January 10, 1997

Abortion and Gulf War Studies

Two research reports on politically sensitive issues this week -- one on abortion and breast cancer, the other on Persian Gulf war illnesses -- offer a cogent reminder that scientific studies differ widely in credibility and authority. The abortion study, which largely disproved the notion that abortions cause breast cancer, was the most authoritative research yet on the issue. It surveyed a very large number of women and used a research design that virtually eliminated the main cause of bias in previous studies.

By contrast, the gulf war illness study, which suggested that some gulf veterans may have suffered neurological impairments from exposure to multiple chemicals, was only preliminary and suggestive. It covered a very small group of veterans and its results may have been distorted by selective participation.

The abortion study, performed in Denmark, should go a long way toward resolving an issue that has been clouded in controversy for more than a decade. As long ago as 1980, some scientists theorized that women who abort their pregnancies may be left with vulnerable breast cells that, deprived of hormonal changes in late pregnancy, are prone to becoming cancerous. But dozens of studies of this possibility showed conflicting results.

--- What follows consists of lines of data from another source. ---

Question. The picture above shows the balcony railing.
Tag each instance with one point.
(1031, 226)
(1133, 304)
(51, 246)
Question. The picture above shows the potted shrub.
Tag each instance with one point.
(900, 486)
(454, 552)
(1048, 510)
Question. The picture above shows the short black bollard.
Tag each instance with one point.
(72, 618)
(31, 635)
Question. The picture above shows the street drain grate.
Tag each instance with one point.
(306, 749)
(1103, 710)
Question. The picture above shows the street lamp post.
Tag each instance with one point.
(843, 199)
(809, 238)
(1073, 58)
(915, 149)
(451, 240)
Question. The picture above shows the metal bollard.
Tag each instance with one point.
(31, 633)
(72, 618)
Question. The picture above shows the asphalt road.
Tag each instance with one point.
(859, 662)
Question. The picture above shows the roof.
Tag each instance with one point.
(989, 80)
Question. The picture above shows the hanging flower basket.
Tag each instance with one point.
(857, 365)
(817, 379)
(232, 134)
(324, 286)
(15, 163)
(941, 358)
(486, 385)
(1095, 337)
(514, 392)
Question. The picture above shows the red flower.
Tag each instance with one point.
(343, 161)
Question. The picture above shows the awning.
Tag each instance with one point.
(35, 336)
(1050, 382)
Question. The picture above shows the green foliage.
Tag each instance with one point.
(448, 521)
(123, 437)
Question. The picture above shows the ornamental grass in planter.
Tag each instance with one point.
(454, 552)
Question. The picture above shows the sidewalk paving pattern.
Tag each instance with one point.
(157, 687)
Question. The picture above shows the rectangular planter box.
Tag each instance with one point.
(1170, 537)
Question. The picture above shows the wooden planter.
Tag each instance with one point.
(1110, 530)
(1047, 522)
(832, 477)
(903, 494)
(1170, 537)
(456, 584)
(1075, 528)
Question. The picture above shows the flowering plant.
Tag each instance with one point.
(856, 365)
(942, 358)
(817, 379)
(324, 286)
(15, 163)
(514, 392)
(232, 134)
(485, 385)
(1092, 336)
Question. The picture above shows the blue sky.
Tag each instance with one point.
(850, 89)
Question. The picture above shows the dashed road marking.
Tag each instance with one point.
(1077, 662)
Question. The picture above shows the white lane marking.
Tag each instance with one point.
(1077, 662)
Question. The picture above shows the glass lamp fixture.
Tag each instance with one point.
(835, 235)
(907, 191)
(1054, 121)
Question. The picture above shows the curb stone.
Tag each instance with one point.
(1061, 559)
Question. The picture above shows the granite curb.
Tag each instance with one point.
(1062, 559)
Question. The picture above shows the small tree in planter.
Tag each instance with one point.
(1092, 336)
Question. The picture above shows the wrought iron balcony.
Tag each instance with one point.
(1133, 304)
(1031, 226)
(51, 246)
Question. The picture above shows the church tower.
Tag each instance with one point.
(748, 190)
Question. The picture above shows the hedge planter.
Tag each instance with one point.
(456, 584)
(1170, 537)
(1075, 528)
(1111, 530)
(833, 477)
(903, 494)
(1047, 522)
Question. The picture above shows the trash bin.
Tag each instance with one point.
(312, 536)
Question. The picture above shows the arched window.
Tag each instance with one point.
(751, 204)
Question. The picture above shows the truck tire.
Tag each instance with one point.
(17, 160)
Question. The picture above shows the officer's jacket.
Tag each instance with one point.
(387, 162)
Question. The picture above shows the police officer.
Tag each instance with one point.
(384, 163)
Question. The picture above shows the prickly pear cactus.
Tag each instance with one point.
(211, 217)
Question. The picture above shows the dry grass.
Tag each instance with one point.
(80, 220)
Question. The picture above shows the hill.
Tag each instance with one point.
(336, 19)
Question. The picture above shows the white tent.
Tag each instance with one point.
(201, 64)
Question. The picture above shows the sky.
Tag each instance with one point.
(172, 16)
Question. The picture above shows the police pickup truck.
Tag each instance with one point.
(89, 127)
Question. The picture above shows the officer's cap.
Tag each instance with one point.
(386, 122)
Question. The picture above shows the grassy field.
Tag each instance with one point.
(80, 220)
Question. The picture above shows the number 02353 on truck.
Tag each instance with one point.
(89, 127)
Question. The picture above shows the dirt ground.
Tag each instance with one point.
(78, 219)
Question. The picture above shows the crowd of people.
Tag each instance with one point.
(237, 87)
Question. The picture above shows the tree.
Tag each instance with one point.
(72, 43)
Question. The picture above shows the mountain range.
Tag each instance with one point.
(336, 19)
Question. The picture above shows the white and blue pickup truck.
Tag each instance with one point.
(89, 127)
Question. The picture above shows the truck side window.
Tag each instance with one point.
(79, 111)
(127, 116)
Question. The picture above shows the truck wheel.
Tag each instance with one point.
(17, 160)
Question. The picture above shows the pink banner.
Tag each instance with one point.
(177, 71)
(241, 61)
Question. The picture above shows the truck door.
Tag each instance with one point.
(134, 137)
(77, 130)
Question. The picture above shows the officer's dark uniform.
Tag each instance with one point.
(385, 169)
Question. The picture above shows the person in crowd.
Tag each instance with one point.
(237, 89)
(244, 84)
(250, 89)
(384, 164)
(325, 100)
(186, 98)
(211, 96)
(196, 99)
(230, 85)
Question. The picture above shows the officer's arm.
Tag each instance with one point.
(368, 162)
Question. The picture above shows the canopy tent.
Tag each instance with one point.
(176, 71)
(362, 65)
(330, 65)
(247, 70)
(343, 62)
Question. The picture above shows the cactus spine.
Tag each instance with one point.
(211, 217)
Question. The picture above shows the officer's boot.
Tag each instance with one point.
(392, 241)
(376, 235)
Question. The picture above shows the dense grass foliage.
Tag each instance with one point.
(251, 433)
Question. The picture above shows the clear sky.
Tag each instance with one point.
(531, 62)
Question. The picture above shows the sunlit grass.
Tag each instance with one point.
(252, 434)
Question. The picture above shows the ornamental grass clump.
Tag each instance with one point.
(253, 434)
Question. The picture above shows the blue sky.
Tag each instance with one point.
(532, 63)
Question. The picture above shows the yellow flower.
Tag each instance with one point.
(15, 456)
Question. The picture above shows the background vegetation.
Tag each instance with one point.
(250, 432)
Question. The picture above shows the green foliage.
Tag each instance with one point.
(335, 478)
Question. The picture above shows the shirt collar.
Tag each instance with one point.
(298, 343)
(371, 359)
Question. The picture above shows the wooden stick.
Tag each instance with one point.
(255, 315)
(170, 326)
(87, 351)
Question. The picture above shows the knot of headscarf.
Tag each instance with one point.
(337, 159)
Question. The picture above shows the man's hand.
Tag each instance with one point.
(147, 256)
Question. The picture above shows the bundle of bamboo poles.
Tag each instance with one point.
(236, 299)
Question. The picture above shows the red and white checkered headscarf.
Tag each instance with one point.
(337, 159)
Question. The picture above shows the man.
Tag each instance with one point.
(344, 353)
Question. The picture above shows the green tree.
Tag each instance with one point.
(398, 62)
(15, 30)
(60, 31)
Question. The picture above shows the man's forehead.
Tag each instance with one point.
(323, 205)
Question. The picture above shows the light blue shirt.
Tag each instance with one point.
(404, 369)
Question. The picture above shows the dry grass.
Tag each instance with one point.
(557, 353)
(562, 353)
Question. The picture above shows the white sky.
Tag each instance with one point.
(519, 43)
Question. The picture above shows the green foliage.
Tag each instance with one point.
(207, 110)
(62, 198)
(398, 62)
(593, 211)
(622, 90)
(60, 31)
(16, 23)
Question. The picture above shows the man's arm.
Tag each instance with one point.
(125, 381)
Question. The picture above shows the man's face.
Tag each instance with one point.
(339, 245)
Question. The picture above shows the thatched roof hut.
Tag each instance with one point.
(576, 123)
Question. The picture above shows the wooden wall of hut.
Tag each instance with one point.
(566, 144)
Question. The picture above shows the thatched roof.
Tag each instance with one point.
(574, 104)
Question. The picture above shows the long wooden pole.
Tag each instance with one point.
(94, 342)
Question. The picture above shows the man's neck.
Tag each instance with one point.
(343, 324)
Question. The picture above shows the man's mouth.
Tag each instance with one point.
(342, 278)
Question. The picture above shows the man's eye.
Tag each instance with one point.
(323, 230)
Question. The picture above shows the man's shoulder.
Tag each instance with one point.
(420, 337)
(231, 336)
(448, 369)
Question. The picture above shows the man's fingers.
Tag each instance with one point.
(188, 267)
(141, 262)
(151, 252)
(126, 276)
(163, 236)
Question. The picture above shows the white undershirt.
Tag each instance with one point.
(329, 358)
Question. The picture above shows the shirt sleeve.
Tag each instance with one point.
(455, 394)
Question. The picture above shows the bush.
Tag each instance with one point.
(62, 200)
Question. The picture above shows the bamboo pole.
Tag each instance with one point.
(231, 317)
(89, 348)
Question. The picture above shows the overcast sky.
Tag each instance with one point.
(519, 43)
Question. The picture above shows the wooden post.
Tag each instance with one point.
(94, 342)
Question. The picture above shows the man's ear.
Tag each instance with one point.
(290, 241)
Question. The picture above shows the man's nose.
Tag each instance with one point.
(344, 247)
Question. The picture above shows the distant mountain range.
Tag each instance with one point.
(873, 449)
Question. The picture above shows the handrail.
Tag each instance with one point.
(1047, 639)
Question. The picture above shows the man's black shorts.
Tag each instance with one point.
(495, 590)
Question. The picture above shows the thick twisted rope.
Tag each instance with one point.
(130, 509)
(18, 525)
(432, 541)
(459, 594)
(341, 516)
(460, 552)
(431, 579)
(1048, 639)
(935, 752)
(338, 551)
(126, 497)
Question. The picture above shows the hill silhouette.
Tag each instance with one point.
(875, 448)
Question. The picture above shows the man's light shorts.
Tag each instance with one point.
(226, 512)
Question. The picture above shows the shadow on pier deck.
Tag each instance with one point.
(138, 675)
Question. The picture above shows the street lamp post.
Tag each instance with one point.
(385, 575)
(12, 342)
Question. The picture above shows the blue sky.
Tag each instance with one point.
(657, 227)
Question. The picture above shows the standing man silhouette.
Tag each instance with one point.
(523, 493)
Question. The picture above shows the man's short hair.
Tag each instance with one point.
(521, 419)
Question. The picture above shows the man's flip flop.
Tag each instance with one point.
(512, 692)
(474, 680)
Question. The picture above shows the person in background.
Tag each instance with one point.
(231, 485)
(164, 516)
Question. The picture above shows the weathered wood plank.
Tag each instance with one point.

Unfortunately, virtually all these studies were marred by likely reporting bias because they relied on women to tell the truth about whether they had had an abortion. The studies typically compared the abortion histories of a group of women who had breast cancer with a group of comparable women who did not. The breast cancer victims, as subsequent research showed, were far more apt to admit they had had an abortion, presumably because they wanted to give the doctor all relevant facts that might help in their treatment. The other women were less honest, presumably because they considered the abortion embarrassing.

The Danish study got around this inevitable bias by relying on official records rather than the testimony of the women. Abortion has been legal in Denmark since 1973 and mandatory registries are kept of births, cancer cases and abortions. The Danish researchers examined the records for 1.5 million women, of whom 280,000 had had abortions, some more than once. Over all, these women were no more likely to develop breast cancer than women who had never had an abortion.

The only uncertainty was a suggestion that women who had abortions in the second or third trimester did have an increased risk of breast cancer, but the number of women in this category was too small to warrant firm conclusions. The Danish work has also been challenged on the ground that even the registry does not fully eliminate bias because women with recent abortions have not had time to develop cancer and older women may have had abortions before the registry started. Further research is needed. But for now, this study shows that women need not shun a first-trimester abortion for fear of developing breast cancer.

The other study, involving 249 gulf war veterans, was more suggestive than authoritative. Researchers at the University of Texas Southwestern Medical Center surveyed veterans of a Navy seabees unit about their health, asked them about possible exposures to chemicals, and performed neurological tests on 23 ill veterans and 20 healthy controls. They found subtle differences in neurological function and concluded that some of the impairment may have been related to pesticides, chemical warfare agents or anti-chemical medications.

But the small size of this study and the possibility that only the sickest veterans participated undermines its authority. Research on multiple chemical exposures in the gulf war is in the early stages and will require more comprehensive follow-up, perhaps comparable to the Danish abortion study.